1. What did we do in 2017?

I remember that As early As in 2017, Dr. Wang Jian once called for a fierce discussion on whether “IDC As a Computer” could be achieved. To achieve this, storage and computing must be separated. After separation, computing and storage resources can be independently scheduled by scheduling. The database is the most difficult of all the businesses that realize the separation of storage and computation. Because databases have high requirements for I/O latency and stability. But from an industry perspective, storage computing separation is the future of technology, because people like Google Spanner and Aurora have already implemented it.

So in 2017, we hold a firm belief to achieve the separation of storage and calculation of database. In fact, in 2017 we did, based on Pangu and AliDFS(cepH branch), bear 10% of the transaction volume in Zhangbei cell storage computing separation. 2017 is the first year of database storage and computing separation, laying a solid foundation for the large-scale implementation of storage and computing separation in 2018.

Ii. Technological breakthroughs in 2018?

If 2017 is the breakthrough year of database storage and computing separation, then 2018 is the year of pursuit of extreme performance, but also from experiment to large-scale deployment, its technical challenges can be imagined. Building on 2017, the challenge in 2018 is to make storage computing separation more high-performance, ubiquitous, versatile, and simple.



In 2018, in order to achieve the highest performance and throughput of database I/O under storage computing separation, we developed a user-mode cluster file system DADI DBFS. By depositing the technology on DADI DBFS user-mode cluster files, enabling the group database transaction full cell scale storage computing separation. So what technical innovations did DBFS make to become a mid-tier storage product?

2.1 User-mode technology

2.1.1 “ZERO copy”

Zero COPY of I/O paths is realized by bypassing the kernel directly in user mode. Out-of-kernel copy is avoided, resulting in a significant increase in throughput and performance.

In the past, when the kernel mode was used, data was copied twice: once by the user-mode process, data was copied to the kernel, and once by the kernel process, data was copied to the user-mode network forwarding process. Both copies affect overall throughput and latency.

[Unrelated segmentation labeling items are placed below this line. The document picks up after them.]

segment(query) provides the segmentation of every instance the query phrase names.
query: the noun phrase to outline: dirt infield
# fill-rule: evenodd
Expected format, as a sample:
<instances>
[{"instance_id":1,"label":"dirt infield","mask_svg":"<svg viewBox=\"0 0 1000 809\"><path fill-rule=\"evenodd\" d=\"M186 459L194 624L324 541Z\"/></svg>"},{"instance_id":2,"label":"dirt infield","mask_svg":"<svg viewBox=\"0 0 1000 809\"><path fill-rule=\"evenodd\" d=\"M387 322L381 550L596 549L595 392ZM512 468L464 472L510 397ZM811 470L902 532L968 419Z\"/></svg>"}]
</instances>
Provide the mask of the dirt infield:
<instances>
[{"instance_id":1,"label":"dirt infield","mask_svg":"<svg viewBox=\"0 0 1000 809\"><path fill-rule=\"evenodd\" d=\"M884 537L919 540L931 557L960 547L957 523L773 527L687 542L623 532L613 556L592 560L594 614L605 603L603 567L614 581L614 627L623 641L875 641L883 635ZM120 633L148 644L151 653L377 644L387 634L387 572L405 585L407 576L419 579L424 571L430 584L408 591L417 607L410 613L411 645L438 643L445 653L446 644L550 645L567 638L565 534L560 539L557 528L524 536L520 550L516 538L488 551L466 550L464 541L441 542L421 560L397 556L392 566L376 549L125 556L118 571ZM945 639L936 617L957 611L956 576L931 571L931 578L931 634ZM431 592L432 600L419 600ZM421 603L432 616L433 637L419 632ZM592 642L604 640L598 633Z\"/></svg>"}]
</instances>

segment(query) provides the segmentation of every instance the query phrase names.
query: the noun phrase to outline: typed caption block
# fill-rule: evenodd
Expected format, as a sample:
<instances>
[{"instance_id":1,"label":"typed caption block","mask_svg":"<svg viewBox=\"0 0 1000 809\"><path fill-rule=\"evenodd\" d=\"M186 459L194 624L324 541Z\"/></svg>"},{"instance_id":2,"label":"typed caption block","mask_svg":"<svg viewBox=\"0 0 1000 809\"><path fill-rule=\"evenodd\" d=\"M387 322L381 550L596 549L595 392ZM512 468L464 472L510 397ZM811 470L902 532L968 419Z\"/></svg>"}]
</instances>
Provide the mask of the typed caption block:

After switching to pure user mode, we used the Polling model to send I/O request requests. In addition, for CPU consumption in polling mode, we used adaptive sleep technology, so that core resources would not be wasted when idle.



2.1.2 RDMA

In addition, DBFS combined with RDMA technology directly exchanges data with Pangu storage, achieving delay close to local SSD and higher throughput, thus making this year’s cross-network extremely low latency I/O possible, laying a strong foundation for large-scale storage computing separation. The group’s participation in this year’s RDMA cluster is arguably the largest in the industry in terms of size.

2.2 Page cache

To achieve buffer I/O capabilities, we implemented page cache separately. Page CAHCE is implemented by touch Count based LRU algorithm. The point of introducing Touch Count was to better integrate with the DATABASE I/O features. Because large table scans and so on are common in the database, we don’t want these infrequently used data pages to erode the efficiency of the LRU. We move the page between the hot and cool ends based on touch count.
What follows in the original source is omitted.